私の方は、家の片づけが、重要な局面?にさしかかってる。いろんな計画や構想の前で立ち往生してる感じ。何しろ昔とちがって身体が動かないし疲れるのも早いから、最低の最速の動きで仕事を片づけようとするもんだから、展望が決まらないと動けない。うーん。
町田康『ギケイキ』になかなかはまっているのだが、それにつけても感心し感謝するのは、子どものころに読んだ講談社世界文学全集の『義経物語』の名訳。大田黒克彦さんだったっけ(ごめん、調べたら佐藤一英さんでした。大田黒さんは『源平盛衰記』だった。こちらもよかった)。独自の描写もすごくよかった上に、『ギケイキ』を読んでてあらためて気づくのだが本来の「義経記」の錯綜してた展開も小さな場面も全部きっちり取り込んで、活かしてくれてた。

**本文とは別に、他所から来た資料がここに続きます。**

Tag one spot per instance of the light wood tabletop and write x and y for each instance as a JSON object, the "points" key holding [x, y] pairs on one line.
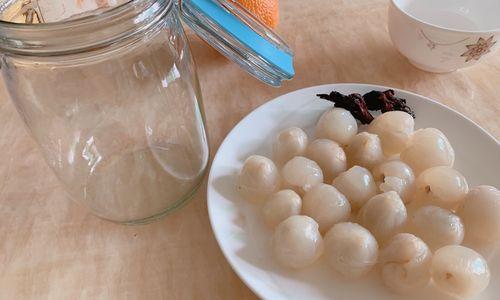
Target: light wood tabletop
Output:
{"points": [[51, 247]]}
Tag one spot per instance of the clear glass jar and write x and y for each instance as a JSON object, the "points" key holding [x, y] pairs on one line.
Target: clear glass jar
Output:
{"points": [[113, 101]]}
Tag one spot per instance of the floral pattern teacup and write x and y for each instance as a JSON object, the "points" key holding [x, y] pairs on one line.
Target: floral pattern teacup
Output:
{"points": [[442, 36]]}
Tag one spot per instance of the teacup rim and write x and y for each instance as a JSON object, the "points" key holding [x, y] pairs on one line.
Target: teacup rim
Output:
{"points": [[394, 2]]}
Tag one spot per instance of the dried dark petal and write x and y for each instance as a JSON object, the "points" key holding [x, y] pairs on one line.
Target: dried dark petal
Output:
{"points": [[386, 101], [353, 103], [375, 100]]}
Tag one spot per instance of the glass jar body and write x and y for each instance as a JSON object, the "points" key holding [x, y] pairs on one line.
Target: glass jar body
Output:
{"points": [[120, 125]]}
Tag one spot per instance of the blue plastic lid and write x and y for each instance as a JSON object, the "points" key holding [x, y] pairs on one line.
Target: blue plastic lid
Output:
{"points": [[238, 35]]}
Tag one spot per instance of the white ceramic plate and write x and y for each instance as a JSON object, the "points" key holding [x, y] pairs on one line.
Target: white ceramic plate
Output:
{"points": [[239, 228]]}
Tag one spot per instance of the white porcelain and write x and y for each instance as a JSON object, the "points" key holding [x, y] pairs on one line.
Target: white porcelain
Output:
{"points": [[239, 226], [444, 35]]}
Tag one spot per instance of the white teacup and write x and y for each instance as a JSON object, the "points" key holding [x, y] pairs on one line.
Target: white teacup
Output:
{"points": [[444, 35]]}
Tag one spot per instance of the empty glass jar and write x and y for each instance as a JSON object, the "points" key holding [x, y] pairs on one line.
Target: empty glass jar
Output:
{"points": [[113, 101]]}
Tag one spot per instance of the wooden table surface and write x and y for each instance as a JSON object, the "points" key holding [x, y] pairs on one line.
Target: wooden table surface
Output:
{"points": [[51, 247]]}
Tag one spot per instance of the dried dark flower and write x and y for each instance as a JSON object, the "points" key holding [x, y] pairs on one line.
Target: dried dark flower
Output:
{"points": [[375, 100], [353, 103], [386, 101]]}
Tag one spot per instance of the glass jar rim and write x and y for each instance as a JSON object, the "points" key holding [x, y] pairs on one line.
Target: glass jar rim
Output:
{"points": [[84, 33]]}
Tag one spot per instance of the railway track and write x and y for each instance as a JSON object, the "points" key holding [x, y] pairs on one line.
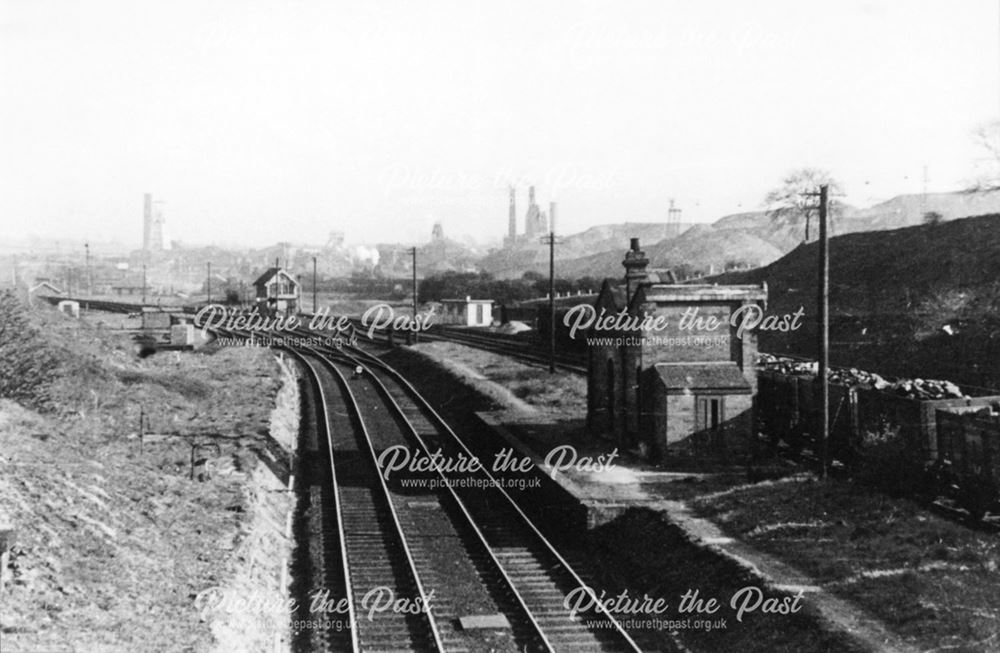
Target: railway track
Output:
{"points": [[463, 543], [529, 352], [378, 562], [530, 567]]}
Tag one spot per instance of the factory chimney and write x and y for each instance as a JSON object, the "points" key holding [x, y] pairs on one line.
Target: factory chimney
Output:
{"points": [[147, 221], [512, 218]]}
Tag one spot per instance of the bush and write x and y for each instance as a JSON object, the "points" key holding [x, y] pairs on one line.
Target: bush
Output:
{"points": [[27, 363], [891, 464]]}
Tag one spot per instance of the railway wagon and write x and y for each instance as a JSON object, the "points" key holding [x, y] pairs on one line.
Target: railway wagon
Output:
{"points": [[788, 411], [968, 459]]}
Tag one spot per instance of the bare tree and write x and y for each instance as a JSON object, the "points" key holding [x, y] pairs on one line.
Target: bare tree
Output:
{"points": [[795, 201], [987, 138]]}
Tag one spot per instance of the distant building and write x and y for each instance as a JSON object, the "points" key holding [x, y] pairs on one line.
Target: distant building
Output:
{"points": [[277, 292], [467, 312], [674, 389], [536, 223]]}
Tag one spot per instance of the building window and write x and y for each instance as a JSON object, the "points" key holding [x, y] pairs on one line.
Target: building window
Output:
{"points": [[709, 412]]}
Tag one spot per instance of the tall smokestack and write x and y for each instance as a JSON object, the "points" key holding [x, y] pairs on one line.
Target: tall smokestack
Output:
{"points": [[512, 217], [147, 220]]}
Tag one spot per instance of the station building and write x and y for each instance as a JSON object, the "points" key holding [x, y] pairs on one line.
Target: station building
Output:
{"points": [[277, 292], [467, 312], [683, 386]]}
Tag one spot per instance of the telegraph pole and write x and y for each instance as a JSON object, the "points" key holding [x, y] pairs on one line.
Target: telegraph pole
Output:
{"points": [[413, 251], [824, 331], [416, 334], [551, 241], [90, 278]]}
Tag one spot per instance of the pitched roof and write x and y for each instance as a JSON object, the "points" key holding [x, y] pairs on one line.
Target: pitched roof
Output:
{"points": [[270, 273], [720, 375]]}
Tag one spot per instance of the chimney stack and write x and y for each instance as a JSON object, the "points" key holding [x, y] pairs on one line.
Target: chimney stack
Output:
{"points": [[635, 269]]}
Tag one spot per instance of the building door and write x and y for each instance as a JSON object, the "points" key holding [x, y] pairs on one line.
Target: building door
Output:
{"points": [[708, 413]]}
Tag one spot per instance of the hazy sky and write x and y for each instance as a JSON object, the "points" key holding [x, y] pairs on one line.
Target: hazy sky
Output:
{"points": [[264, 121]]}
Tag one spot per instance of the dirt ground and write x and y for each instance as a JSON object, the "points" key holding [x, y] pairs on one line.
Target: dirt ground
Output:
{"points": [[115, 536], [929, 581]]}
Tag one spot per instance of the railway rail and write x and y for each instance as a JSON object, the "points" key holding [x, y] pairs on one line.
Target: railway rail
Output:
{"points": [[390, 536], [524, 350]]}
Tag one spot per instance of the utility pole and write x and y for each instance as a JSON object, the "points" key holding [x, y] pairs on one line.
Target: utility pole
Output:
{"points": [[824, 332], [413, 252], [416, 334], [90, 278], [551, 241]]}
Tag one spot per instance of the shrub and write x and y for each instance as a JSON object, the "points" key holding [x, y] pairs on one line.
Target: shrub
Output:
{"points": [[890, 463]]}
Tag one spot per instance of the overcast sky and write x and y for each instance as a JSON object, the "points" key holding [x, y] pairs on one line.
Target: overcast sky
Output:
{"points": [[264, 121]]}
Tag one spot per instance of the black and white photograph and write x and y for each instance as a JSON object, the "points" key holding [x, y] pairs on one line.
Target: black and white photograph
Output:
{"points": [[499, 327]]}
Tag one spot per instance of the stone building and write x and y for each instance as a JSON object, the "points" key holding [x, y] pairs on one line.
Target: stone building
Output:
{"points": [[277, 292], [671, 375]]}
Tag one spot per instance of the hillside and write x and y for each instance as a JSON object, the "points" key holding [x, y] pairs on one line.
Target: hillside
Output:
{"points": [[751, 237], [892, 293], [701, 247], [512, 263]]}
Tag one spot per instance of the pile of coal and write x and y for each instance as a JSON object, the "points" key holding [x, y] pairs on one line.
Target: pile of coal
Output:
{"points": [[910, 388]]}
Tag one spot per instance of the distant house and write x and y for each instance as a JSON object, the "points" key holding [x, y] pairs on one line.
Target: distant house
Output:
{"points": [[277, 291], [675, 389], [467, 312]]}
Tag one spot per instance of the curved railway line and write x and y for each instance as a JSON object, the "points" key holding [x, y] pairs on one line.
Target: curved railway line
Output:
{"points": [[527, 351], [448, 539]]}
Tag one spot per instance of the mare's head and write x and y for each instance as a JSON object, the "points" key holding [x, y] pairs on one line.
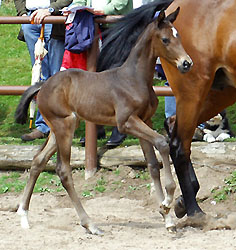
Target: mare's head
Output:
{"points": [[166, 42]]}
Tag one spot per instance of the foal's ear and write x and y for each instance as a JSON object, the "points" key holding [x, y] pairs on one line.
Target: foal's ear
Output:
{"points": [[173, 15]]}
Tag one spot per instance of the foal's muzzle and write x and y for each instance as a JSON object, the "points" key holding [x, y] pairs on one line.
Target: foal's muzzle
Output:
{"points": [[185, 65]]}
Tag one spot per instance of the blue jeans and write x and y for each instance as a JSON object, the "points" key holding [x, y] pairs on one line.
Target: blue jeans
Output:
{"points": [[31, 34], [55, 54]]}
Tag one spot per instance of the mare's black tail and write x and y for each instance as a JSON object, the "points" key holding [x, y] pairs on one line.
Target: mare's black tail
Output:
{"points": [[21, 113]]}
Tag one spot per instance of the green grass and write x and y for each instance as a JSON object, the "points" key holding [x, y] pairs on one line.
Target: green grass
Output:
{"points": [[229, 188], [15, 69]]}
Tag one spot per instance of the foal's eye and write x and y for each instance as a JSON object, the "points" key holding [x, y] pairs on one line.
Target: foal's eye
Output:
{"points": [[166, 41]]}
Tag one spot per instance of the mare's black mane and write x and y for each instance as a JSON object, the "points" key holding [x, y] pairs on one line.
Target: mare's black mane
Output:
{"points": [[122, 36]]}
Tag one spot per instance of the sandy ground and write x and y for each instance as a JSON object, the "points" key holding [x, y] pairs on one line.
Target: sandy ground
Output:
{"points": [[128, 218]]}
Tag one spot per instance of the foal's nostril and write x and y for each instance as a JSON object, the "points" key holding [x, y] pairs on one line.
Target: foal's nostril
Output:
{"points": [[186, 64]]}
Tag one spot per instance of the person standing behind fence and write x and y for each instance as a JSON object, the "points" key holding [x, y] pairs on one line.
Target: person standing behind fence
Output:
{"points": [[54, 36]]}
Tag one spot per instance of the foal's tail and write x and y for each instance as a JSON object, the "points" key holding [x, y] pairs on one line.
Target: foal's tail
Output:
{"points": [[21, 113]]}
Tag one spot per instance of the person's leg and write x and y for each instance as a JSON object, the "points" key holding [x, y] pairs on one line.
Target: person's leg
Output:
{"points": [[31, 34], [45, 62], [56, 51], [170, 105]]}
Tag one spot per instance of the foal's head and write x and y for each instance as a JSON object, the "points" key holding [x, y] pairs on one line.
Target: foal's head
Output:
{"points": [[166, 42]]}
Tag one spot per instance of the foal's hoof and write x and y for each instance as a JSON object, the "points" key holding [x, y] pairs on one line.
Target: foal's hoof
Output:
{"points": [[180, 209], [172, 229]]}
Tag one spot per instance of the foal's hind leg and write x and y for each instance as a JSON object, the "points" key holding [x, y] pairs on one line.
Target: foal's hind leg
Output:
{"points": [[37, 167], [64, 131], [164, 203], [149, 137]]}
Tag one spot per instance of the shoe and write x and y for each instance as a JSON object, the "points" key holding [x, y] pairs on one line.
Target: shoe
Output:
{"points": [[100, 135], [35, 134], [116, 138]]}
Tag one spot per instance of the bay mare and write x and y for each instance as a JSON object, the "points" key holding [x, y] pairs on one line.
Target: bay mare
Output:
{"points": [[207, 30], [121, 97]]}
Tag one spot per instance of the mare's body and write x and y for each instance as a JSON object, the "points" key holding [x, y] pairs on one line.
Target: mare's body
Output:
{"points": [[207, 30]]}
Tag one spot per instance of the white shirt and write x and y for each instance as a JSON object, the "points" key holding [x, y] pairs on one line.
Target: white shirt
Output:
{"points": [[37, 4]]}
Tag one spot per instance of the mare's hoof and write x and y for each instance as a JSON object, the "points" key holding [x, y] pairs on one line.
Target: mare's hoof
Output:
{"points": [[180, 209], [172, 229], [92, 229]]}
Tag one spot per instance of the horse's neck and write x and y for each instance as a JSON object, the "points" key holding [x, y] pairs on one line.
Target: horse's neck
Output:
{"points": [[142, 60]]}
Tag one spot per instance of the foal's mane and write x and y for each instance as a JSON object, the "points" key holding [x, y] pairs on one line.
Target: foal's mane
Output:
{"points": [[122, 36]]}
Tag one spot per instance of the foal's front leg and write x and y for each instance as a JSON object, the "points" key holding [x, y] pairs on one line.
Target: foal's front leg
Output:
{"points": [[164, 203], [64, 131]]}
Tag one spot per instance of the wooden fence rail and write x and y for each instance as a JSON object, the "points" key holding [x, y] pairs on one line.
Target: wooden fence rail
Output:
{"points": [[90, 130]]}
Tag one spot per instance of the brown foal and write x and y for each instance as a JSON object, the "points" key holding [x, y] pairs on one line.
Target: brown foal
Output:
{"points": [[121, 97]]}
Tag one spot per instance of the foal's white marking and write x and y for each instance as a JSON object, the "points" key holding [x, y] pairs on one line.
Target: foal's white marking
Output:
{"points": [[24, 217], [175, 32]]}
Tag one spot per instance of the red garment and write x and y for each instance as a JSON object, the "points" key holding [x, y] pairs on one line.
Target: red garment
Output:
{"points": [[74, 60]]}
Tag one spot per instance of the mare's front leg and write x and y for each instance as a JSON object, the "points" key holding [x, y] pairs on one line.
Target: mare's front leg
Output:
{"points": [[64, 131], [164, 203], [186, 122], [215, 102], [38, 164]]}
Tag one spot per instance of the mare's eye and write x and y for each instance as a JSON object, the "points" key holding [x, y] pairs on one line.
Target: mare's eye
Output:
{"points": [[166, 41]]}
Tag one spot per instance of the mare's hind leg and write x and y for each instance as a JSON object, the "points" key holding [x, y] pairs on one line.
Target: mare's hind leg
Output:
{"points": [[164, 203], [64, 131], [37, 167]]}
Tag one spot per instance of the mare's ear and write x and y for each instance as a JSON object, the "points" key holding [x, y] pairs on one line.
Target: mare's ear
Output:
{"points": [[160, 18], [173, 15]]}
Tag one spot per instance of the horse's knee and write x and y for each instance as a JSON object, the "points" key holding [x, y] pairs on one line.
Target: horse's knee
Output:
{"points": [[154, 170], [63, 173], [162, 146]]}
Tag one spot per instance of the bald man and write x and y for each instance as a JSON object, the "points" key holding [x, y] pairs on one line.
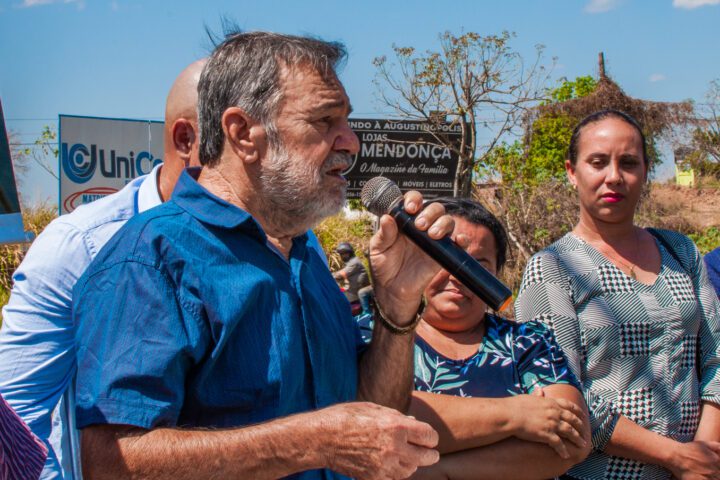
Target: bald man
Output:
{"points": [[37, 340]]}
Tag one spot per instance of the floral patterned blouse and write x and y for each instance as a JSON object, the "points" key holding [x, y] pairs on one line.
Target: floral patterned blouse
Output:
{"points": [[512, 359], [648, 352]]}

義経と弁慶が対決の前にいっしょに経を読む場面なんて、音楽やってる町田氏ならではの、わくわくするような描写なんだけど、それ、子どもの本の「義経物語」でも、きちんと紹介されていて、子どもながらに私はすごく印象に残っていた。それが町田氏の訳と重なって浮かんでくる喜び。あの講談社の全集はすべて、そのように手抜きがなく、本格的だった。感謝してもしきれない。